Niestety, jeżeli Prawo wodne nie zostanie przyjęte przez Sejm do końca czerwca tego roku, to Komisja Europejska będzie miała prawo zawiesić refundację środków z tego obszaru. To jest dla nas oczywiście w tej chwili najpoważniejsze zagrożenie. Liczę na to, że w najbliższych dniach rząd przekaże do Sejmu już ostateczny kształt Prawa wodnego – podkreślił wiceminister. Ocenił, że finalizacja prac nad Prawem wodnym jest "na dobrej drodze".
Jak wskazał, "w tej chwili to nie jest absolutnie problem".
Problem będzie wtedy, jeżeli nie będziemy mieli Prawa wodnego zatwierdzonego, bo jak KE nam to zawiesi, to później odwieszenie tego znowu będzie trwało - zaznaczył.
Kwieciński tłumaczył, że "odwieszenie" wiąże się z tym, że KE weryfikuje, czy dany kraj postąpił zgodnie z dyrektywami unijnymi.
W związku z tym dla nas zdecydowanie lepiej byłoby, żeby to Prawo wodne weszło w drugim kwartale. Przypomnę, że wcześniejsze zasady unijne mówiły o spełnieniu warunków ex ante do końca 2016 roku, więc to jest przedłużenie o pół roku, które było związane z tym, że bardzo wiele krajów UE, nie tylko Polska, nie miało tych warunków spełnionych na koniec roku - mówił Kwieciński.
Rzecznik Ministerstwa Środowiska Paweł Mucha powiedział, że resort robi wszystko, żeby projekt ustawy trafił jak najszybciej do Sejmu. Nowe przepisy mają w pełni wdrażać unijną Ramową Dyrektywę Wodną, w tym kontrowersyjny art. 9, mówiący o tzw. zwrocie kosztów usług wodnych. Opłatami za pobór wody mają zostać objęci m.in. rolnicy, branża energetyczna, hodowcy ryb czy przedsiębiorcy, którzy wykorzystują duże ilości wody do produkcji. Polskę upomniano za niepełne wdrożenie prawa europejskiego w tej sprawie.

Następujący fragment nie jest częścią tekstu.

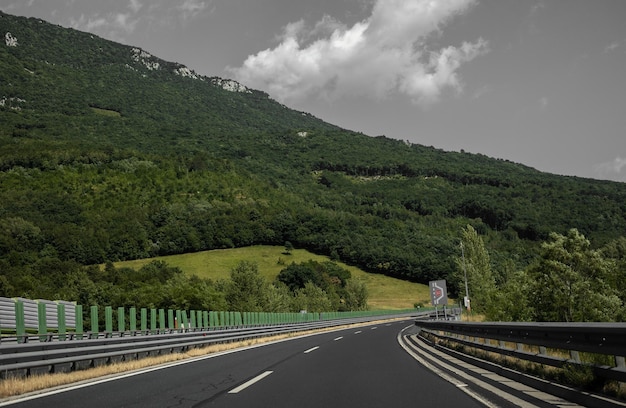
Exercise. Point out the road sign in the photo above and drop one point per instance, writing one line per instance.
(438, 293)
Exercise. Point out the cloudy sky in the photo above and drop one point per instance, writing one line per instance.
(539, 82)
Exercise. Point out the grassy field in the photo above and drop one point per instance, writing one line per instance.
(384, 292)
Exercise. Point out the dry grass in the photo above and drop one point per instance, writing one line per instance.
(13, 387)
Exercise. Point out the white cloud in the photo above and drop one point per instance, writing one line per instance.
(611, 170)
(383, 54)
(611, 47)
(191, 8)
(135, 6)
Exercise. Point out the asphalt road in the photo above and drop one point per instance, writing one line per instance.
(359, 367)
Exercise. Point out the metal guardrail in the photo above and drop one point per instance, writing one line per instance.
(24, 359)
(597, 338)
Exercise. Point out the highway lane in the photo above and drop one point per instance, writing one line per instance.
(364, 367)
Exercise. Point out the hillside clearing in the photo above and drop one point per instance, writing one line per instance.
(384, 292)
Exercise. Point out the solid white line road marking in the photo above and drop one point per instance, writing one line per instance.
(249, 383)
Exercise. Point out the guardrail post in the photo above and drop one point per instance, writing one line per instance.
(179, 320)
(144, 320)
(153, 327)
(212, 318)
(161, 321)
(41, 318)
(95, 327)
(108, 321)
(121, 321)
(61, 321)
(170, 320)
(20, 322)
(192, 320)
(185, 320)
(79, 322)
(132, 314)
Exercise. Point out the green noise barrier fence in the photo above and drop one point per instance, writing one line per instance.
(43, 320)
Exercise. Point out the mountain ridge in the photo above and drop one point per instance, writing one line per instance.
(109, 153)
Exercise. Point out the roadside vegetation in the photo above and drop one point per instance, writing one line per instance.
(105, 158)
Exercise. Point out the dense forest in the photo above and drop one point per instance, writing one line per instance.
(109, 153)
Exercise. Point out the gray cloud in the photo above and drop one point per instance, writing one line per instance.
(383, 54)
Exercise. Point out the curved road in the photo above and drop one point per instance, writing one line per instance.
(359, 367)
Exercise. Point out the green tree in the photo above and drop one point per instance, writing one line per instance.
(247, 290)
(569, 282)
(313, 299)
(475, 263)
(356, 295)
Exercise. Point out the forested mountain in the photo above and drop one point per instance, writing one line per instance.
(110, 153)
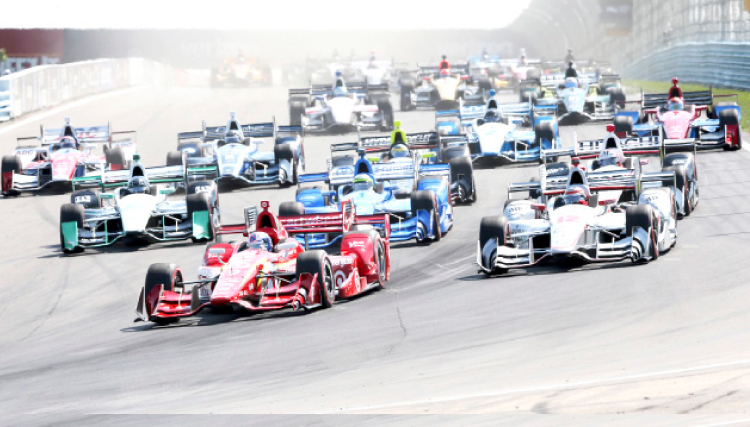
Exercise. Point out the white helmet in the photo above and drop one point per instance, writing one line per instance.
(259, 241)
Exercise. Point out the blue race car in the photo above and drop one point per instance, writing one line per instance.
(491, 133)
(417, 196)
(233, 151)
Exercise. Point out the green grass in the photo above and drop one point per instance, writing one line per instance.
(632, 86)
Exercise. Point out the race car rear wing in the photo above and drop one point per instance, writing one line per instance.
(156, 175)
(337, 222)
(613, 180)
(655, 100)
(344, 146)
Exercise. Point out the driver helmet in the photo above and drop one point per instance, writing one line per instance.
(340, 91)
(363, 182)
(138, 185)
(233, 137)
(608, 158)
(259, 241)
(67, 142)
(676, 104)
(399, 151)
(493, 116)
(575, 195)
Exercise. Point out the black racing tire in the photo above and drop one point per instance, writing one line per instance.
(192, 149)
(682, 182)
(175, 158)
(287, 209)
(535, 193)
(426, 200)
(617, 97)
(493, 227)
(386, 111)
(405, 97)
(337, 161)
(201, 202)
(730, 118)
(70, 212)
(462, 173)
(198, 187)
(624, 124)
(116, 156)
(168, 275)
(297, 106)
(544, 130)
(285, 152)
(642, 216)
(317, 262)
(301, 189)
(89, 199)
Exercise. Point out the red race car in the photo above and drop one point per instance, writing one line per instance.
(270, 271)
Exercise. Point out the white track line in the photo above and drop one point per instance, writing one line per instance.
(574, 385)
(38, 115)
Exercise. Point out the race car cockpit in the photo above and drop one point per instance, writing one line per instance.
(137, 185)
(570, 82)
(363, 182)
(574, 195)
(493, 116)
(66, 142)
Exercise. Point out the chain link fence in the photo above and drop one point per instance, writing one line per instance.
(708, 41)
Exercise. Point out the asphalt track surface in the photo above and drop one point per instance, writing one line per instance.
(669, 337)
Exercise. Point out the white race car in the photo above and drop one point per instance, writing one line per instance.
(342, 108)
(572, 221)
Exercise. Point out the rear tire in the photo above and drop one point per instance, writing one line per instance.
(405, 96)
(285, 152)
(174, 158)
(386, 110)
(116, 157)
(426, 200)
(297, 108)
(462, 172)
(617, 97)
(89, 199)
(544, 130)
(316, 262)
(9, 164)
(201, 202)
(287, 209)
(624, 124)
(168, 275)
(642, 216)
(493, 227)
(70, 212)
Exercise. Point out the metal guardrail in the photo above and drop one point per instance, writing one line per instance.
(46, 86)
(712, 64)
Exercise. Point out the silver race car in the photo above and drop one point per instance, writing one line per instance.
(231, 153)
(573, 220)
(342, 108)
(139, 209)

Nowe Prawo wodne, oprócz wprowadzenia opłat, które - według wiceszefa resortu środowiska Mariusza Gajdy - wzrosnąć mają najprawdopodobniej od 2019 r., powoła też nową instytucję zarządzającą wodami w Polsce - Państwowe Gospodarstwo Wodne "Wody Polskie". Będzie ono odpowiadać za ochronę przeciwpowodziową i przed suszą, a także za inwestycje.
Gajda tłumaczył ponadto, że odpowiedzialność za drogi wodne o znaczeniu transportowym przejąć ma Ministerstwo Gospodarki Morskiej i Żeglugi Śródlądowej. Bedzie ono odpowiadało za inwestycje dotyczące żeglugi śródlądowej, m.in. utrzymanie śluz czy torów wodnych dla statków.